Consider the case when we answer $r$ questions correctly.  There are $\binom{n-k}{r}$ ways of choosing which $r$ questions we answer correctly (since the first $k$ must be wrong).

The remaining $n-r$ questions must be answered incorrectly using only the answers to the same $n-r$ questions.  Using our knowledge of derangements, there are $!(n-r)$ ways to assign those incorrect answers.
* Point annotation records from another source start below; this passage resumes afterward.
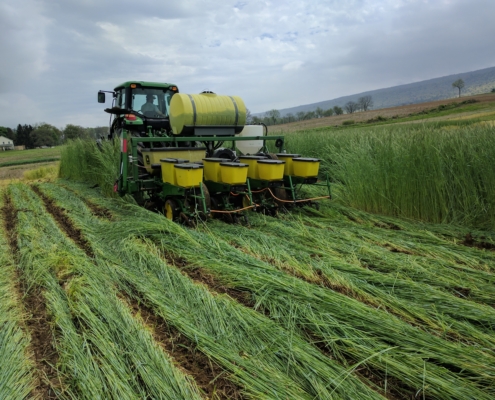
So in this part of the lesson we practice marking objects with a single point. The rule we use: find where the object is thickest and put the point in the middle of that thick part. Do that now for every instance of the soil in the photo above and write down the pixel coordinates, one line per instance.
(96, 209)
(389, 113)
(64, 222)
(470, 241)
(99, 211)
(395, 389)
(38, 324)
(208, 375)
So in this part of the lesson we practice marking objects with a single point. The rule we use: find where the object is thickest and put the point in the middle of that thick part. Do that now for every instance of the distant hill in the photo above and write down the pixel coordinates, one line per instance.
(476, 82)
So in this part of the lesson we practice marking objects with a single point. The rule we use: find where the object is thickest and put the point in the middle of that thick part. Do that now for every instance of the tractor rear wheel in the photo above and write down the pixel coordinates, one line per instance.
(171, 209)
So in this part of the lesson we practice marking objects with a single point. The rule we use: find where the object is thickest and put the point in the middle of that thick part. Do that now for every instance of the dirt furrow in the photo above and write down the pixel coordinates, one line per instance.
(394, 388)
(38, 321)
(208, 375)
(64, 222)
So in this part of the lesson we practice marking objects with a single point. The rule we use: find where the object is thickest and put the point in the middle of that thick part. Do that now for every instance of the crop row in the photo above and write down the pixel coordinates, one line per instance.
(359, 327)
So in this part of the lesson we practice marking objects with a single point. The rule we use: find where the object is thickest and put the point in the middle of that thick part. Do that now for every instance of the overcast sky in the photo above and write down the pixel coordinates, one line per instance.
(57, 54)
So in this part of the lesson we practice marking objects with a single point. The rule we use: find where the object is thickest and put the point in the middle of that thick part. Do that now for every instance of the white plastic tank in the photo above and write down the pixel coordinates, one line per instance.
(250, 146)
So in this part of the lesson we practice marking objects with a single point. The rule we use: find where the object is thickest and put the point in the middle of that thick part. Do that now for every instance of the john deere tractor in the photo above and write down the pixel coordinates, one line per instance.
(193, 156)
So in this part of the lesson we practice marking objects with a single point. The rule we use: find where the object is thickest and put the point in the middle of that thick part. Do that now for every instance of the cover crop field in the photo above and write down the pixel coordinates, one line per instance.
(101, 299)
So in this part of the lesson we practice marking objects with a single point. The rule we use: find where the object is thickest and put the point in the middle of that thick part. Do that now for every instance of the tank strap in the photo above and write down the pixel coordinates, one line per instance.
(236, 110)
(194, 109)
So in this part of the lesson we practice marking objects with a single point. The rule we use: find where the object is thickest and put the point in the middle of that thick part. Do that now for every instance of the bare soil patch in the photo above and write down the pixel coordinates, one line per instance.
(395, 389)
(64, 222)
(208, 375)
(38, 323)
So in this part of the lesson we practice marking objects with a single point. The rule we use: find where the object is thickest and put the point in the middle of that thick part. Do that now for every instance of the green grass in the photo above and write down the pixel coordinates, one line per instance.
(16, 367)
(26, 155)
(84, 160)
(31, 161)
(372, 327)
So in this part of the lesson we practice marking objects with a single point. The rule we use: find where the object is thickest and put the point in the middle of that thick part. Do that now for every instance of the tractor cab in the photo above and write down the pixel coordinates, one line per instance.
(140, 106)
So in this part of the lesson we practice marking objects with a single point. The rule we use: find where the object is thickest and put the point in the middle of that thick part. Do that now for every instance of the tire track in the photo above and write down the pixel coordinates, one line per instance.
(206, 374)
(38, 323)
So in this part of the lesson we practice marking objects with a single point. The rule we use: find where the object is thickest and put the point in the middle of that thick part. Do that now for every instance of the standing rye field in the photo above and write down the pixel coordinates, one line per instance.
(335, 303)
Finally, note that the number of correct answers, $r$ is bounded by $n-k$; summing over all possible values of $r$, we obtain:
$$S(n, k) = \sum_{r=0}^{n-k} \binom{n-k}{r}!(n-r)$$

Code

Equations are great, but implementation is required for ICPC.  First, we must consider input/output size.  The problem statement gives the following ranges for $n$ and $k$:
$$1\leq n \leq 17 \\  0 \leq k \leq n$$

We can expect that this will fit in a 64-bit integer, as $n! \leq 2^{63}-1$ for $n\leq 20$.  Thus, we don't even need to be careful in computing binomial coefficients due to intermediate overflow!  I'll let the code (and comments) speak for itself:

import java.util.*;
 

public class Test {
  // Basic iterative factorial; just multiply all
  // the numbers less than or equal to n.
  // returns 1 if n < 1 (which is important for n=0)
  private static long fact(int n) {
    long retval = 1; 
    while(n > 0) 
      retval *= n--;
    return retval;
  }

  // Naive binomial coefficient computation 
  // Generally, you need to watch overflow.  But,
  // we can ignore that here because fact(17) < 2^63-1
  private static long binom(int n, int k) {
    return fact(n)/(fact(k)*fact(n-k));
  }
 
  public static void main(String[] args) { 
    //While not recommended in general, we can use 
    // a scanner because we're not reading a lot of input.
    Scanner cin = new Scanner(System.in);
 
    // Precompute the derangement numbers
    long[] d = new long[18]; // we might need values of D_n up to n=17
    d[0] = 1;
    for (int i = 1, j=-1; i < d.length; i++, j*=-1)
      d[i] = i*d[i-1] + j;
    //Process the input
    int P = cin.nextInt();
    for (int caseNum = 0; caseNum < P; caseNum++) {
      cin.nextInt();
      int n = cin.nextInt();
      int k = cin.nextInt();
 
      //S(n, k) = sum(binom(n-k, r)*d[n-r], r=0..n-k)
      long ans = 0;
      for (int r = 0; r <= n-k; r++)
         ans += binom(n-k, r)*d[n-r];
 
      System.out.printf("%d %d\n", caseNum+1, ans);
    }
  }
}

Further Reference

Derangements are discussed in Concrete Mathematics by Graham, Knuth, and Patashnik on pages 193-196.  In those pages, the identities shown in this blog entry are derived.  Also discussed is a closely related problem that may be called $r$-derangements.

In the $r$-derangement problem, we seek the number of arrangements in which exactly $r$ elements are in their original place.  (The number of $0$-derangements, then, is just $D_n$.)